The role of periodontal treatment on the reduction of hemoglobinA1c, comparing with existing medication therapy: a systematic review and meta-analysis

Background: Diabetes mellitus (DM) is linked to complications such as retinopathy, nephropathy, neuropathy, and cardiovascular disease, impacting patient quality of life and increasing healthcare costs. Periodontal disease, more prevalent in diabetic patients, is associated with worsened glycemic control and systemic inflammation, suggesting a possible bidirectional relationship. While some studies indicate periodontal treatment may improve glycemic control and reduce inflammation, overall evidence is inconsistent. It remains unclear if periodontal therapy reliably enhances diabetes outcomes or if certain patient subgroups benefit more than others. Objective: To systematically review randomized controlled trials (RCTs) evaluating the effects of periodontal therapy on glycemic control (HbA1c) and systemic inflammation (CRP) in type 1 and type 2 diabetes patients. Methods: Following PRISMA guidelines, a comprehensive PubMed search identified RCTs comparing HbA1c and CRP outcomes in diabetic patients with periodontal therapy versus controls. Inclusion criteria required at least three to six months of follow-up. Meta-analyses using a random effects model were conducted for HbA1c and CRP changes. Results: Eleven studies met inclusion criteria.
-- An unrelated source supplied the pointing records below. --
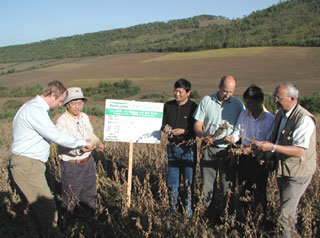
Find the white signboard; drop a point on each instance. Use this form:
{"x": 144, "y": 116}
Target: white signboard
{"x": 132, "y": 121}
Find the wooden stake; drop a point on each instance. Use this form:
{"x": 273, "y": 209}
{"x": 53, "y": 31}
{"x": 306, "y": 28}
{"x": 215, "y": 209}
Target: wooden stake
{"x": 129, "y": 184}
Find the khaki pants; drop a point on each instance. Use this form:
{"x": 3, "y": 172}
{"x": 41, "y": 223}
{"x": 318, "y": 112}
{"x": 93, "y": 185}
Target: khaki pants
{"x": 29, "y": 175}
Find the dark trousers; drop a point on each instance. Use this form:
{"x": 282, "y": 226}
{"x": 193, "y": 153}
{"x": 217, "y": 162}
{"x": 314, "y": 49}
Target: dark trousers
{"x": 78, "y": 183}
{"x": 181, "y": 161}
{"x": 253, "y": 177}
{"x": 216, "y": 161}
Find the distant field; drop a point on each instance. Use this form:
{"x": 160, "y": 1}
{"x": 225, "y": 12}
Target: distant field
{"x": 156, "y": 72}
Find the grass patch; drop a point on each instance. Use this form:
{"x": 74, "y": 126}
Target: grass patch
{"x": 210, "y": 54}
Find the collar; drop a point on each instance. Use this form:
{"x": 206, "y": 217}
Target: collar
{"x": 69, "y": 115}
{"x": 288, "y": 113}
{"x": 216, "y": 98}
{"x": 261, "y": 115}
{"x": 43, "y": 103}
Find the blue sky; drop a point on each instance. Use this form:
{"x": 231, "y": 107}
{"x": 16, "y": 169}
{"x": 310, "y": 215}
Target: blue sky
{"x": 26, "y": 21}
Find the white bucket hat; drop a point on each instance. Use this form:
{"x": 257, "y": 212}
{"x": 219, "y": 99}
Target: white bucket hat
{"x": 73, "y": 94}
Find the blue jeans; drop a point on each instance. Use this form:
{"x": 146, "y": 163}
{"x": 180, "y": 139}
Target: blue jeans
{"x": 181, "y": 160}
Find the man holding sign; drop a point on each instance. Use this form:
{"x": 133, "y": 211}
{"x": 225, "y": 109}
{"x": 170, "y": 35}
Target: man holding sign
{"x": 178, "y": 124}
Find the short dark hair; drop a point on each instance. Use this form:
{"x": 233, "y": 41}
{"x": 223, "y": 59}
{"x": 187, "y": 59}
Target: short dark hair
{"x": 253, "y": 92}
{"x": 223, "y": 79}
{"x": 55, "y": 87}
{"x": 183, "y": 83}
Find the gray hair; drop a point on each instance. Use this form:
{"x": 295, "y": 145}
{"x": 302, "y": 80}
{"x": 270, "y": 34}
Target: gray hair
{"x": 292, "y": 89}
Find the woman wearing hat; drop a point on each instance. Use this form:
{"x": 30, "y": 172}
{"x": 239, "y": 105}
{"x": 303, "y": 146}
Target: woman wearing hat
{"x": 78, "y": 178}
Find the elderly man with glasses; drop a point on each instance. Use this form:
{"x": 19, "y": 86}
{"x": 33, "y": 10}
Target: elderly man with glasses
{"x": 293, "y": 142}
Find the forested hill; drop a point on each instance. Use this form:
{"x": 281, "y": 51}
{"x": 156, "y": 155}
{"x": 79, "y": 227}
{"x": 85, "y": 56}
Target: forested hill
{"x": 289, "y": 23}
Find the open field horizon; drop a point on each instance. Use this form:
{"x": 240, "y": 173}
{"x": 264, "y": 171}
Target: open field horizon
{"x": 156, "y": 72}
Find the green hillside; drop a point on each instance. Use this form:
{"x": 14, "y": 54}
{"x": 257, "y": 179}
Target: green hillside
{"x": 289, "y": 23}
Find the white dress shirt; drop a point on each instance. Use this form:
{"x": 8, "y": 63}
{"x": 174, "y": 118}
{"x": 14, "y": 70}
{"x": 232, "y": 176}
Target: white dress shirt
{"x": 303, "y": 131}
{"x": 79, "y": 127}
{"x": 33, "y": 130}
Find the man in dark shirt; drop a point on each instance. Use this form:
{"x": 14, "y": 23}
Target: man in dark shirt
{"x": 178, "y": 123}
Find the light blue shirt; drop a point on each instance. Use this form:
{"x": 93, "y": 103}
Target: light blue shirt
{"x": 33, "y": 130}
{"x": 248, "y": 127}
{"x": 213, "y": 114}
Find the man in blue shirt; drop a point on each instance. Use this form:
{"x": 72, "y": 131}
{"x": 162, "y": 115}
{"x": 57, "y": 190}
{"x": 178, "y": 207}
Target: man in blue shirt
{"x": 213, "y": 111}
{"x": 32, "y": 132}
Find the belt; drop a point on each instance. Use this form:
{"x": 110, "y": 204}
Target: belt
{"x": 77, "y": 161}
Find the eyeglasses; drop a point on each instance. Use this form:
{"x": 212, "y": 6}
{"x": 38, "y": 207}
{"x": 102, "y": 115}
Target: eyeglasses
{"x": 277, "y": 99}
{"x": 73, "y": 104}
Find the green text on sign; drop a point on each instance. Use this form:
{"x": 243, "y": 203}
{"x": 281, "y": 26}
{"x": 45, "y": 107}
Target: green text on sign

Meta-analyses showed significant reductions in HbA1c at three months (-0.64; CI95%=-0.96 to -0.32; I2 = 73%) and six months (-0.33; CI95%=-0.65 to -0.01; I2 = 12%). CRP also declined significantly, indicating an improvement in systemic inflammation. Conclusion: Periodontal therapy appears to significantly reduce HbA1c and CRP levels over short-term periods in diabetic patients, suggesting potential as a beneficial adjunct to diabetes management. These findings support incorporating periodontal care into diabetes treatment to reduce systemic inflammation and potentially lower healthcare costs. Future long-term, standardized RCTs are needed to confirm sustained effects and investigate responses in diverse patient populations.